With respect to List.csv, am I understanding the format correctly, insofar as if there is an ID in the second field, that ID isn't a match? I wonder if maybe it would be easier for parsing to just have a file of matches and a file of non-matches, one per line? Or if you'd like to stick with the CSV format, then have the first field always be the cover ID, and the second field be true/false, 1/0, etc. for matching/non-matching.
I just went ahead and ran the shell script I shared above. these_match.txt
There were only a handful that didn't match. Some don't exist in the latest dump (deleted covers?), and at least one has the same appearance as the Amazon placeholder image, but a different md5sum. This is the one I spot checked that had the placeholder with a different hash value: https://openlibrary.org/books/OL11077440M.
Here are the ones that didn't match:
❯ grep -Fvf ~/Downloads/these_match.txt ~/Downloads/covers_60_40.csv
cover_id
6275921
10828140
10828141
10828143
10828150
10828152
10828160
10828178
10828179
10828180
10828187
10828208
10828227
10828237
10828244
Let's not worry about these just now.
The next step would be parsing the Open Library data dump as Ray mentioned, to look for this cover ID in editions and works, and extracting the edition and work IDs so we can remove the covers by scripting that process. The 'all types dump' may be the easiest to work with: https://openlibrary.org/developers/dumps.

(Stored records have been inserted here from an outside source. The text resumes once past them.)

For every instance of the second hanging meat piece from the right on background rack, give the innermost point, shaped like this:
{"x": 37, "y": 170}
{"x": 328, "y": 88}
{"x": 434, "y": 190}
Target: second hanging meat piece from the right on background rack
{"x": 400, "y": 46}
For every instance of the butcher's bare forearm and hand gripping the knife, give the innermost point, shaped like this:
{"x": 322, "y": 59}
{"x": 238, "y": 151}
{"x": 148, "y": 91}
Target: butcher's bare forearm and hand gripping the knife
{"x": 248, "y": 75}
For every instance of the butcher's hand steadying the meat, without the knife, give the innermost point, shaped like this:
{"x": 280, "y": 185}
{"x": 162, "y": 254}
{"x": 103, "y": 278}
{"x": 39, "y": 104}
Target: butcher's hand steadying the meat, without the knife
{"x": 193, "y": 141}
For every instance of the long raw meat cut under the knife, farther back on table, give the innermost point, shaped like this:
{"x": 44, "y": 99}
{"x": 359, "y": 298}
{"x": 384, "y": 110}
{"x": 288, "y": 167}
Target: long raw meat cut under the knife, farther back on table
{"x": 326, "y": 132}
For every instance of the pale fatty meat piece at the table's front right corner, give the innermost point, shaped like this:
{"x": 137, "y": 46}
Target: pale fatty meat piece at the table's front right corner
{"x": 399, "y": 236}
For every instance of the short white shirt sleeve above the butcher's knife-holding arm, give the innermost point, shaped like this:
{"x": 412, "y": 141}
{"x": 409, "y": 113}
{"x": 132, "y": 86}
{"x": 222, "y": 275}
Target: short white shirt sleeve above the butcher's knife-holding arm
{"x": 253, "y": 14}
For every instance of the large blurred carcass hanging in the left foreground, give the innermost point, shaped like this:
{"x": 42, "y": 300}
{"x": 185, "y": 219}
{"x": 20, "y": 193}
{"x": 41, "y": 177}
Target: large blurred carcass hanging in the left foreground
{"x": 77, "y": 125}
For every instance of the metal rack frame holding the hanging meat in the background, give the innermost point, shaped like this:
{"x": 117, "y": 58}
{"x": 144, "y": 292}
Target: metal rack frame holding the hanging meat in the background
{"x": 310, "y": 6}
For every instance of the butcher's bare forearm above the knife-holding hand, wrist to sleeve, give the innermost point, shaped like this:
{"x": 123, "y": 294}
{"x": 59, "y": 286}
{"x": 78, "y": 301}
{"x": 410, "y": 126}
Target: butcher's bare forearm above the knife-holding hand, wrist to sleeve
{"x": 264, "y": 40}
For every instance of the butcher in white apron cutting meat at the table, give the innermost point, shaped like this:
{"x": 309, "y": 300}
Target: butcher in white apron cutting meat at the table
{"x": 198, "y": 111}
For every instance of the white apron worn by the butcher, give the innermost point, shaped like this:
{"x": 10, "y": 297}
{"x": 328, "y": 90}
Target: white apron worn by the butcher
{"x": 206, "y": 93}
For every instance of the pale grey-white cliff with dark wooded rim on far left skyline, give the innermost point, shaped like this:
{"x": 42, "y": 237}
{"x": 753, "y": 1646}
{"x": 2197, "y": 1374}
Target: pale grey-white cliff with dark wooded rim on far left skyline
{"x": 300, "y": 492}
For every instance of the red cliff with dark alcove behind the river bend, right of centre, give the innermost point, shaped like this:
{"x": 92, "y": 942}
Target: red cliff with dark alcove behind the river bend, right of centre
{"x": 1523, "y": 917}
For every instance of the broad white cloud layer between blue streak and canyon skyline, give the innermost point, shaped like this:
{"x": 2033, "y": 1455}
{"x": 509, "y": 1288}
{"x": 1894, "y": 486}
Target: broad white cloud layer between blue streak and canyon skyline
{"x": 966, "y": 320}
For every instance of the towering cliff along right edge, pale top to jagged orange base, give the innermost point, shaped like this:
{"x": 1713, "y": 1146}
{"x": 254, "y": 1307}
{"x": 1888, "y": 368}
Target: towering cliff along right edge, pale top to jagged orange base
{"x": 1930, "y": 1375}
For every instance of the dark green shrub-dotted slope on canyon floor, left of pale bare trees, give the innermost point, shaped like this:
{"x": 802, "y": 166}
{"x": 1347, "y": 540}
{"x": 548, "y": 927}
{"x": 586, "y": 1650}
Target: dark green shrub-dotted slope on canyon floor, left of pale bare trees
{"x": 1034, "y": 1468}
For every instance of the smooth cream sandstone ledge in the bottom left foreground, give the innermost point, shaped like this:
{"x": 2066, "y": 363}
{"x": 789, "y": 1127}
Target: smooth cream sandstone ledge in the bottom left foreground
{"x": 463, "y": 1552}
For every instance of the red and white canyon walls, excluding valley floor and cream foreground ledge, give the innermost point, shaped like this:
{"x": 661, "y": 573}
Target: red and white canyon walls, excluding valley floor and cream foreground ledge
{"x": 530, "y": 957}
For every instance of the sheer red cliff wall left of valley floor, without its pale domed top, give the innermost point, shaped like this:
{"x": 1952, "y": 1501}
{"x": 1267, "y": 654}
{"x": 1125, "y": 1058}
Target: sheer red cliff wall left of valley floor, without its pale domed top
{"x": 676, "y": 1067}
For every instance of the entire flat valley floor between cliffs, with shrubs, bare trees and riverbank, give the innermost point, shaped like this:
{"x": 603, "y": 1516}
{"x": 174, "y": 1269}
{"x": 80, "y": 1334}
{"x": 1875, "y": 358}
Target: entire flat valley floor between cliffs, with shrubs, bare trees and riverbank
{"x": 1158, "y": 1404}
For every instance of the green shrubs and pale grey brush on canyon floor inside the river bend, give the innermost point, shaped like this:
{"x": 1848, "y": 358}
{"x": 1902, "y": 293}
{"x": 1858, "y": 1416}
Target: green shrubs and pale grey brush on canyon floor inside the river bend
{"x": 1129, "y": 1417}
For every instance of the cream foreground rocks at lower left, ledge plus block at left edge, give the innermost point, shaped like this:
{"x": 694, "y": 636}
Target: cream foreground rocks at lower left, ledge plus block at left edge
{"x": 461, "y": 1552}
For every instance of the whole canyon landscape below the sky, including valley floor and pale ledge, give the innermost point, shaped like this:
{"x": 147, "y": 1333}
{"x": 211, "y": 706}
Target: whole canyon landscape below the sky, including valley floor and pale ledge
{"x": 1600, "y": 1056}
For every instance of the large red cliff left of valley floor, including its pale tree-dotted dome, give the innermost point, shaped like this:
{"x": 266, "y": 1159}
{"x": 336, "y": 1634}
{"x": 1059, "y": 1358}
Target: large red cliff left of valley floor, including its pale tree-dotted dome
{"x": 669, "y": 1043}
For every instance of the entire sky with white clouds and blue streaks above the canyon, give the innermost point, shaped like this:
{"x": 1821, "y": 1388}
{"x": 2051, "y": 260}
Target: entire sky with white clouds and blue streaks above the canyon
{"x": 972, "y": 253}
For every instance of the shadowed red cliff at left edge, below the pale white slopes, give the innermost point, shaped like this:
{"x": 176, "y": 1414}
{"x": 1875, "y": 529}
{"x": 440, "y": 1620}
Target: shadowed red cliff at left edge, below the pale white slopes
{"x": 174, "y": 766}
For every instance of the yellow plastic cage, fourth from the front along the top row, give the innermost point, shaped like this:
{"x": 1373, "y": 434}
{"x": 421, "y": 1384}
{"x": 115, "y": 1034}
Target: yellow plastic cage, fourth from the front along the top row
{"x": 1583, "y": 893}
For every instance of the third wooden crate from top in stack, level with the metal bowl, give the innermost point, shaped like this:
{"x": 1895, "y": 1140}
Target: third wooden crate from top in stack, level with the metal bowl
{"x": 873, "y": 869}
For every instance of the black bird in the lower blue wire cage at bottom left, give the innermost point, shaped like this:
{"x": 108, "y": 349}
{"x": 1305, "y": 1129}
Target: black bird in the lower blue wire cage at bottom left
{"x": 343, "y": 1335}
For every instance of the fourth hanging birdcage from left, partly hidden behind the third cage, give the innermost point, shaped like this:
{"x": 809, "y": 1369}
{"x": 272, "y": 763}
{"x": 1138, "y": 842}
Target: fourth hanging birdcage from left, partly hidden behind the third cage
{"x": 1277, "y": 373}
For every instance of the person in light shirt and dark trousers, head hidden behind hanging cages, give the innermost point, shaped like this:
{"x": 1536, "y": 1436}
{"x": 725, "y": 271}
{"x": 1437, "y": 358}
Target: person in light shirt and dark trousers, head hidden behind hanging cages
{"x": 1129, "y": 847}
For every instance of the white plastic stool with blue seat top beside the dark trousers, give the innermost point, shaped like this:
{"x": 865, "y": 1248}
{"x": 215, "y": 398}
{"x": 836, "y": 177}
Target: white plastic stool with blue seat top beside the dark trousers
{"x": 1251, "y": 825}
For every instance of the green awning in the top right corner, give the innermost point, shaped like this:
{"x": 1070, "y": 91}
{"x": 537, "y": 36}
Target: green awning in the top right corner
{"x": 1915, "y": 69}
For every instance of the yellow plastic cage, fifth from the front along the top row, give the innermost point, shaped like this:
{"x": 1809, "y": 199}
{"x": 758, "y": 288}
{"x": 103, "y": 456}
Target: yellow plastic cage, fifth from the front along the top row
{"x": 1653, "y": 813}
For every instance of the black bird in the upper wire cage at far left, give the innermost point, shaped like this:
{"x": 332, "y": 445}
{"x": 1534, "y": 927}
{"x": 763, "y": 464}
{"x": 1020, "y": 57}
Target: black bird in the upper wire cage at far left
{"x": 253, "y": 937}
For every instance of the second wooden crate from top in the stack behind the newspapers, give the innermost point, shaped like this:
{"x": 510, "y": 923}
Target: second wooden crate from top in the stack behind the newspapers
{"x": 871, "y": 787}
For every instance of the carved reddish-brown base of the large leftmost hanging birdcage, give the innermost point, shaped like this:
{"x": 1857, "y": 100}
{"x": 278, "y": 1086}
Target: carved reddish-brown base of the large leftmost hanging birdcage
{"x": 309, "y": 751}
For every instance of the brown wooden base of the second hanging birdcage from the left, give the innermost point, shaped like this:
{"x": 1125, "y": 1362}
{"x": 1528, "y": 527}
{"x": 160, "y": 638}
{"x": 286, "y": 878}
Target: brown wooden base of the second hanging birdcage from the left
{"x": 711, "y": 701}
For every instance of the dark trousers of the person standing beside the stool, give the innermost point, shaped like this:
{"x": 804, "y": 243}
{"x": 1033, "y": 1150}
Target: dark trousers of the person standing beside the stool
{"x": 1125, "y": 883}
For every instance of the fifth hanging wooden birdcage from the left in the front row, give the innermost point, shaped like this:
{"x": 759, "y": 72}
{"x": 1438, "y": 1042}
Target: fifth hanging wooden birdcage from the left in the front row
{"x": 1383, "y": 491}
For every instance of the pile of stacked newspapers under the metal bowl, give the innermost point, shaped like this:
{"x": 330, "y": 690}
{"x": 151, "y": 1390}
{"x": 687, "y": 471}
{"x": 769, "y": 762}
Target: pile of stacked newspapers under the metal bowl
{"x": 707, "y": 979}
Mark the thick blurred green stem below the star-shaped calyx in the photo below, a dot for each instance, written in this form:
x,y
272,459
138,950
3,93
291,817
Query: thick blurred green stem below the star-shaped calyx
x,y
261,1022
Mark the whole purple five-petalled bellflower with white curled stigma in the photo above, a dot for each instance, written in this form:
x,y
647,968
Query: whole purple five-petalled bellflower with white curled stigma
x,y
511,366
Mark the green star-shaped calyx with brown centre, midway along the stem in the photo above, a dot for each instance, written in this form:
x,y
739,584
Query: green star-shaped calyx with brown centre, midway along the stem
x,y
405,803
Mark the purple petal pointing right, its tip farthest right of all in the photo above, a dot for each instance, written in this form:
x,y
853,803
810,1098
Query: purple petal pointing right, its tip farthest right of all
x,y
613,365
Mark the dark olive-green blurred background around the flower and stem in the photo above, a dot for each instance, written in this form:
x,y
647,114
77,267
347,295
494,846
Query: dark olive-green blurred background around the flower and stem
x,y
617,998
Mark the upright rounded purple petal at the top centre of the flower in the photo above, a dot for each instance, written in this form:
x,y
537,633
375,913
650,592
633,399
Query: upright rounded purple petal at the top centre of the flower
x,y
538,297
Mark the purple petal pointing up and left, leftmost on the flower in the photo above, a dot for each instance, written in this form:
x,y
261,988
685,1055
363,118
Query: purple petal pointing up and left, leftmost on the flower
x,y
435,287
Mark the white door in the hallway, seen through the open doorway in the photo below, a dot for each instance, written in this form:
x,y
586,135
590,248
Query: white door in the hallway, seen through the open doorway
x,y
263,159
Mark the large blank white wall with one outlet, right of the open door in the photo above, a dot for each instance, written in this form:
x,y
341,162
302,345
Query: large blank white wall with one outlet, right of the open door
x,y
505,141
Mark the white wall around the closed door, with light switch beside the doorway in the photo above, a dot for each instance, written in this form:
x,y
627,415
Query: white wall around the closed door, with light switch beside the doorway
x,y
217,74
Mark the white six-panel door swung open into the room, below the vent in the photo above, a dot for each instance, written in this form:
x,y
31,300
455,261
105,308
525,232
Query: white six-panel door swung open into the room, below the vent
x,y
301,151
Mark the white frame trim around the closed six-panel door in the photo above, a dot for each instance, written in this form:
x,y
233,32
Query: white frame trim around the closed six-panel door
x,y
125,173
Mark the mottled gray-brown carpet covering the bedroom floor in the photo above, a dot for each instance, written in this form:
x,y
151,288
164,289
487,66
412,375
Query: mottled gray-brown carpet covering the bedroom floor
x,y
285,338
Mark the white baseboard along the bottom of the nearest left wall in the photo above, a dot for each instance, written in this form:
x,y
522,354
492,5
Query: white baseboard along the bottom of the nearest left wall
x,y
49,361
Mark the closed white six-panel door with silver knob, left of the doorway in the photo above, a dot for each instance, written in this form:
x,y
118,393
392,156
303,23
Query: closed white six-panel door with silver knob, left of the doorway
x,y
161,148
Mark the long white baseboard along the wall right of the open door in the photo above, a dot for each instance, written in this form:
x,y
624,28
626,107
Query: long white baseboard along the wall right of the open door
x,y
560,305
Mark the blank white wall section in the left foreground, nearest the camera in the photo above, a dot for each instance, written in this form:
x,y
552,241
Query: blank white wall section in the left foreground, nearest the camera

Hi @scottbarnes, I have rechecked the non matching ID's and found that there were only 19 IDs that did not match. So what now we have to do is take those matching IDs and iterate each ID's through the all type dumps txt file, and store the results after extracting the edition and work IDs. But it might take time since the all types dump consist of txt file which is of 33GB. Please correct me for my next approach.
@OutstandingWork I think you should be able to do it with the editions and works dumps. Also using duckdb (an example is in the dump page) you should be able to exact just the work id and covers pretty quickly for easier processing against your list in a following step.
@OutstandingWork are you still willing to work on this one?